I continued to catch up on Ursula K. LeGuin, finally getting to The Dispossessed and The Left Hand of Darkness (despite Jeff's protestations, I really don't think I'd read it before now); shame on me for waiting so long to get to these really beautiful works of social-science fiction.

Some time ago Ron recommended Daniel Suarez, who writes near-future technothrillers that really are somewhat revolutionary in the way they deconstruct the failures of the capitalist surveillance state and envision a chaotic but potentially far more equitable future for humanity. His latest, Influx, is Suarez' most speculative work to date; he imagines a world in which a secretive government agency has been hiding technological breakthroughs like cheap fusion, functional immortality, artificial sentience and gravity control from the world in order to prevent societal upheaval, doling out new tech in dribs and drabs to keep the populace reasonably content but holding back general progress by decades. It's not quite as grounded in the real world as his other work, but the novel still raises some interesting questions while providing fast-paced, pulpy thrills.  

3 comments:

Jeff Shyluk said...

The Left Hand Of Darkness was required reading in our one shared class at University. Either you read the book and forgot (unlikely) or you dodged out of doing your assignment (more unlikely...?).

Susan and I showed the Spencer Tracy "Father Of The Bride" to both my father and her father the year before we got married. My father laughed at it until tears ran down his cheeks. Her father betrayed less emotion than an Easter Island statue. The humour is completely relevant, but it's highly contextual, and no doubt daughter-dependant. Elizabeth Taylor, though, wow. It's easier to believe that she's a CGI construct than an actress. She just has this etherial look to her on camera. She becomes somewhat more "real" in "Taming Of The Shrew", and finally comes down to earth as perhaps the most grounded character in the "Flintstones" movie.
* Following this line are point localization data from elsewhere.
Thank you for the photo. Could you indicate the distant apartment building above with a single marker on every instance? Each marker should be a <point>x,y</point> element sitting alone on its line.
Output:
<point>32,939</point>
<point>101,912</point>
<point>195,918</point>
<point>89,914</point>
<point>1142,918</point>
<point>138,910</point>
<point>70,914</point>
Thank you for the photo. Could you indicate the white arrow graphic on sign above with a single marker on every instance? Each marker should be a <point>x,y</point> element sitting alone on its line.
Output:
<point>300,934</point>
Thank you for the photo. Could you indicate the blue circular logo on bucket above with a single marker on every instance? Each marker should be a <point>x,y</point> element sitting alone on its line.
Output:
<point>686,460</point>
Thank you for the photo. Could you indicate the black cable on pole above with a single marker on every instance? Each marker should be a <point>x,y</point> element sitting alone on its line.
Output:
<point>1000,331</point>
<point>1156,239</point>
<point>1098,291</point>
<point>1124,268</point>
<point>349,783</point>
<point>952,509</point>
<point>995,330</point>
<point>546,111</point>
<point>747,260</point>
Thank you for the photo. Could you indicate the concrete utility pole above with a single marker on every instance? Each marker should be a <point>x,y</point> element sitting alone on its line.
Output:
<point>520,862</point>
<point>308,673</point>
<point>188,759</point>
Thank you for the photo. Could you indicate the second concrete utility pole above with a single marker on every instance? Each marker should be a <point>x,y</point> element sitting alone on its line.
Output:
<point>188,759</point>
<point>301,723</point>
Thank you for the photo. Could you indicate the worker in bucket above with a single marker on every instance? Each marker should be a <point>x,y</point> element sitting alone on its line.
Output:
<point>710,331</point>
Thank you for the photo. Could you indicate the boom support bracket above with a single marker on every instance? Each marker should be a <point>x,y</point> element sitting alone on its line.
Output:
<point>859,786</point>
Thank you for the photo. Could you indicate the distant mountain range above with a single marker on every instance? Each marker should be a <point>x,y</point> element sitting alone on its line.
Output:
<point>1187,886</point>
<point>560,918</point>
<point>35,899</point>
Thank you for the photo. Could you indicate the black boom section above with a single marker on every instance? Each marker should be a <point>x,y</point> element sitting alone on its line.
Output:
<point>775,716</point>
Akira, for the gaijin (us), relies on the quality of its translation. Some versions have a much better translation than others. I think Criterion (as always) has the best, but I'm about as Japanese as Vladimir Putin, so that's hard for me to be definitive.

Now that I am finally discovering comics, I'm thinking of ordering the new re-release of Akira in book form. It's not so expensive. The movie suffered notably because the comic wasn't finished: Otomo was working on both projects at the same time, and rushed both of them to meet his deadlines. It helps in the movie to understand that the very opening scene is essentially a mirror-foreshadow of the closing scenes. Some translations don't make that clear at all, and the movie staggers when you don't immediately grasp that opener.

Earl J. Woods said...

I remember The Left Hand of Darkness being on our reading list for that shared class, but to this day I don't recall the book - or rather, now that I've read it, I don't recall having a memory of the book before last month. But as you say, it was assigned reading...maybe I just skimmed it or something and didn't fully absorb the beauty and power of the text, I don't know. Regardless, I've either read or re-read the novel for certain now!

I thought Elizabeth Taylor was pretty raw and real in _Who's afraid of Virginia Woolf?_, but yes, in her earlier appearances she really exudes an unearthly quality.

I read about Otomo working on the manga and the movie at the same time, and kind of wondered what compromises were made in order to produce a film with some kind of closure. It would be interesting to read the text as a comparison.

Anonymous said...

Happy to read you liked _What We See When We Read_, Earl. Cheers!